Varkens in Nood weerspreekt kritiek van CBL
De stichting stelt dat indien de tellingen geëxtrapoleerd worden naar het totaal aantal varkens dat geslacht wordt voor het Beter Leven Keurmerk, dit vrij exact klopt.
De cijfers stemmen ook overeen met uitkomsten van het rapport 'Tucht van het merk zorgt voor geborgd vers vleesketens', dat in januari 2017 is gemaakt door SBR Consult in opdracht van het ministerie van Economische Zaken.
Volgens de opstellers van dit rapport heeft 44 procent van het varkensvlees in de supermarkt het Beter Leven Keurmerk.

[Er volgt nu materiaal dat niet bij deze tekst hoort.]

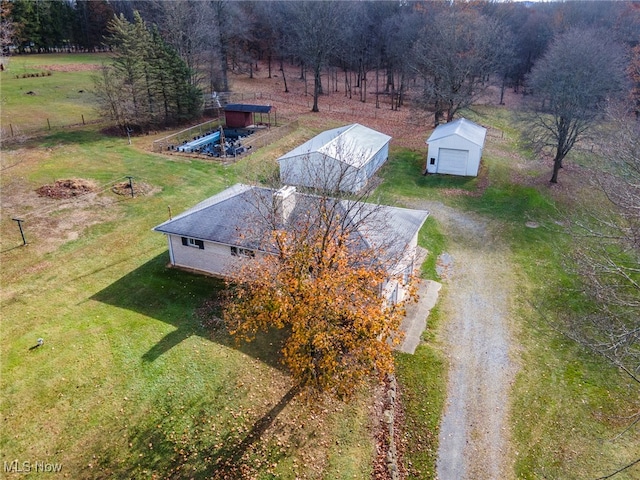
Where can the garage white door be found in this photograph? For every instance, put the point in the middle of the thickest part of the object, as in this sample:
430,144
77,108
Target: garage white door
453,161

Varkens in Nood komt tot een wat hoger percentage, maar dat komt waarschijnlijk doordat deze percentages recenter zijn. Ook kloppen de percentages met de informatie die slachterijen aan de stichting hebben verstrekt.
Geen onderbouwing
De koepelorganisatie van supermarkten CBL stelt dat 94 procent van het varkensvlees voldoet aan het Beter Leven Keurmerk of aan het keurmerk Varken van Morgen. Dit cijfer is niet onderbouwd. Noch Varkens in Nood, noch SBR Consult hebben die onderbouwing bij het CBL los kunnen krijgen.
Slachterijen stellen verder dat het Varken van Morgen geheel door het Beter Leven Keurmerk is verdrongen. Men wil geen twee slachtlijnen voor bijna hetzelfde varkensvlees. Varkens in Nood leidt daaruit af dat er vrijwel geen 'Varken van Morgen vlees' wordt geproduceerd.